In 1934, Hitler was aware that the German Navy isn’t as strong as the British. He figured that he needed to strengthen the Kriegsmarine, and new types of ships to be developed.
Plan Z was created to strengthen the presence of the Kriegsmarine in the Atlantic and the odds against the Royal Navy. It also listed aircraft carriers as one of the priorities, and four Graf Zeppelin carriers were planned to be built in total.
Instead of following the design of conventional aircraft carriers, the idea was to use heavy guns in the design. That way, the ship could defend itself against its enemies.
The ship’s main weaponry apart from the aircraft would have been 16 x 150 mm guns, the same ones used as secondary armaments in battleships like the Bismarck and Scharnhorst. Moreover, 12 heavy anti-air 105mm guns will also be accompanied by smaller 37 and 20mm AA guns.
This is much heavier firepower as compared to other WII aircraft carriers like the Japanese Akagi, and the Essex class.
The first ship of the series would have the same name if its class and launched in 1938, with the second aircraft carrier undergoing construction.
However, with the invasion of Norway in 1940, Nazi Germany found itself with a ton of beachside real estate to defend. As a result, all the work on carriers A and B was stopped. Moreover, its 15-centimeter guns were taken away to be mounted as a coastal defense in Norway. Moreover, its 10.5 cm flat cannons were also removed.
It was then decided that the B carrier was to be scrapped, the focus moving to the construction of more U-boats as they showed to be very effective in the war so far.

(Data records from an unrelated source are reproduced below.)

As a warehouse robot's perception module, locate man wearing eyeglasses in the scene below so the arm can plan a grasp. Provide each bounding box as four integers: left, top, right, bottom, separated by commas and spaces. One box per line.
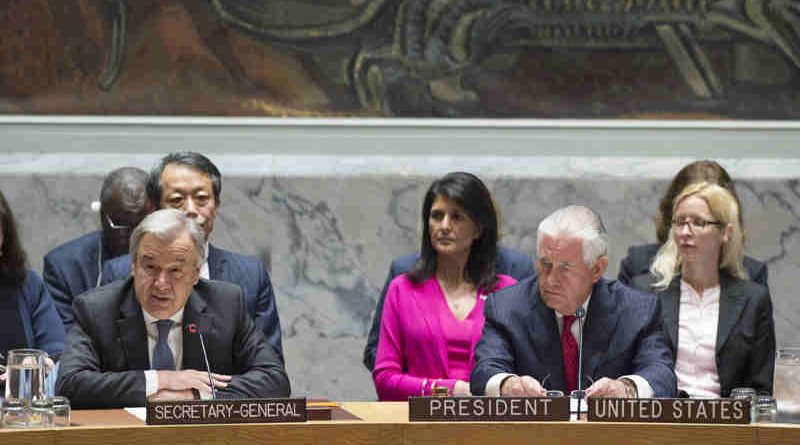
470, 206, 675, 398
101, 152, 283, 357
43, 167, 150, 332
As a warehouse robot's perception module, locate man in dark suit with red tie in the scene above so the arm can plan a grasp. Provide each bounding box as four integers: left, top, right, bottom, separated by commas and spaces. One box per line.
56, 209, 289, 408
470, 206, 675, 398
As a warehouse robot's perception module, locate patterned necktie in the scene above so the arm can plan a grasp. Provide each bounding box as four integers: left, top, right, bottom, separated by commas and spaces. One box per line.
561, 315, 578, 391
151, 320, 175, 371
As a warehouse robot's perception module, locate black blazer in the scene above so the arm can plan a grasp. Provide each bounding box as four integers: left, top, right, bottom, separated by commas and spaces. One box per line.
617, 244, 768, 287
56, 278, 289, 408
632, 273, 775, 397
364, 246, 536, 372
42, 230, 102, 332
470, 278, 675, 397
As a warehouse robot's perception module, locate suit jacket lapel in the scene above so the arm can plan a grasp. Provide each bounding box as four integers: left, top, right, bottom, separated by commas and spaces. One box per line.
527, 283, 567, 389
181, 291, 214, 371
117, 278, 150, 369
716, 273, 747, 354
208, 243, 229, 281
658, 277, 681, 355
582, 279, 619, 387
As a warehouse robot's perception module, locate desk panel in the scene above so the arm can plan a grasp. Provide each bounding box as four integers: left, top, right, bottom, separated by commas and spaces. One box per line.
0, 402, 800, 445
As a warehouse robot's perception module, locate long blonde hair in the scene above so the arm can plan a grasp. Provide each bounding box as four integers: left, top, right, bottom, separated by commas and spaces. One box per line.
650, 182, 749, 290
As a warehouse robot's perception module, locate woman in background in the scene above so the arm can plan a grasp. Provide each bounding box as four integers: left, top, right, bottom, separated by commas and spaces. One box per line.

With the loss of the Bismarck and Scharnhorst, Germany decided to focus on U-boats, and the Zeppelin was moved to Stettin and left there to rot for another two years before it met its end.
At this point, the Red Army advanced fast. The Germans are aware of the fact that the war was lost. Thus, wanting to deprive the enemy of its beloved ship, they placed explosives and sunk it down into the depths of the ocean.
However, due to shallow waters, the carrier ended up being half-sunk. It was later towed by the Soviets and sunk in a training exercise in 1947.